O Brasil quer conhecimento e capital. Eles precisam de uma fonte segura de alimentos e minério
Impossível não recordar trechos da letra do impagável Raul Seixas após o acidente de Fukushima no Japão. Na primeira estrofe da música, Raul diz: A solução pro nosso povo eu vou dar/Negócio bom assim ninguém nunca viu/Tá tudo pronto aqui/É só vir pegar/A solução é alugar o Brasil. Passou algum tempo até o prognóstico do compositor se materializar. Mas hoje é evidente o enorme potencial de trocas entre o Brasil e os outros países, entre as necessidades deles e os nossos vastos recursos.
Por outro lado, há recursos de conhecimento e capitais ociosos do lado de lá, que aqui são mais escassos e podem ser mobilizados em nossa direção. Eles funcionariam como moeda de troca pelo acesso as nossas riquezas que, na metáfora abusada de Raul Seixas, seria o “mingau” pelo aluguel do nosso “quintal”.

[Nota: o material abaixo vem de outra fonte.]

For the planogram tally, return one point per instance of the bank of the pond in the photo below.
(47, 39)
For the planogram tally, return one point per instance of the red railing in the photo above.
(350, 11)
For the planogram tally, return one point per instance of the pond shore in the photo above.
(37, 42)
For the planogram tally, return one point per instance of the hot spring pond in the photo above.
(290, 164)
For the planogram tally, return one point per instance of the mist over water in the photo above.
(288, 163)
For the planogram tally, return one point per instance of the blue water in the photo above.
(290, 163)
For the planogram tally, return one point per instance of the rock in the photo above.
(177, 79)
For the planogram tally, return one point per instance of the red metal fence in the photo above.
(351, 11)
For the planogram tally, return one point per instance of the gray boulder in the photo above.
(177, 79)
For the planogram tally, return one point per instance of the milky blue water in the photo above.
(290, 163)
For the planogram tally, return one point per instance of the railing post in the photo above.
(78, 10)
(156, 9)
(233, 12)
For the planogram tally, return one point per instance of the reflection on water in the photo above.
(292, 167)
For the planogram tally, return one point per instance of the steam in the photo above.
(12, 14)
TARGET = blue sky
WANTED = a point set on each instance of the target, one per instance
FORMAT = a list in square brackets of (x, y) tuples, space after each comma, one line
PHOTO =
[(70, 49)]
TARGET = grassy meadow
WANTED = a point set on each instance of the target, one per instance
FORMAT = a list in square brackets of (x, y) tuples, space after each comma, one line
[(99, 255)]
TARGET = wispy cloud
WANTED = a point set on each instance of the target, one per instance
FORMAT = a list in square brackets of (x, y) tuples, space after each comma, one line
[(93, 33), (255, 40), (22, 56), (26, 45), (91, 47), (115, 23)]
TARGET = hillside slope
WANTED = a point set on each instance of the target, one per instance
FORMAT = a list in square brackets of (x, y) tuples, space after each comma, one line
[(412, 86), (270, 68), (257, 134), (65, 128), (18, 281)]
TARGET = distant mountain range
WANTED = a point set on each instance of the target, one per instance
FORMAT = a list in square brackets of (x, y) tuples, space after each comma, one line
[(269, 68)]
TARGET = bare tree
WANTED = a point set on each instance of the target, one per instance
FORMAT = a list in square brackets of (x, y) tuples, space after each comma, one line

Será que temos uma noção clara e um planejamento bem delineado da exploração inteligente e sustentável dos parques agropecuário e mineral brasileiros? Apesar de todos os esforços recentes de delimitação do campo de jogo, temo que ainda não. Passados cerca de 30 anos de avanço extraordinário da produção agrícola e pecuária desde 1980 (ano de crise de petróleo), o Brasil ainda largamente desconhece o que fez o agronegócio para salvar a economia brasileira do buraco, e o que ele ainda fará por nós no futuro.
Desde a grande crise da economia mundial anterior à atual, nos anos 80, é a agricultura que paga o cartão de crédito brasileiro no exterior. Desta vez, na era Lula, foi de novo o saldo comercial primário que propiciou a magnífica acumulação de reservas em moeda estrangeira, da ordem de US$ 300 bilhões.
E que têm a ver com essa história o terremoto e o tsunami no Japão? É que o risco de contaminação radioativa na tragédia atual e de repetição de novas catástrofes desse tipo, lá e em outros países, ressaltam a situação privilegiada do Brasil e da América do Sul como região estável, segura e capaz de fornecer alimentos e minerais em escala planetária. Com a demanda global crescente por essas mercadorias, o valor do aluguel só tende a aumentar…
Mas o mingau ainda está longe da nossa boquinha. Temos de elaborar melhor uma estratégia de longo prazo – que, para ser honestos, não temos –, de nos aproximar dessa demanda futura por suprimentos agindo como quem entende o jogo de interesses das nações até 2050.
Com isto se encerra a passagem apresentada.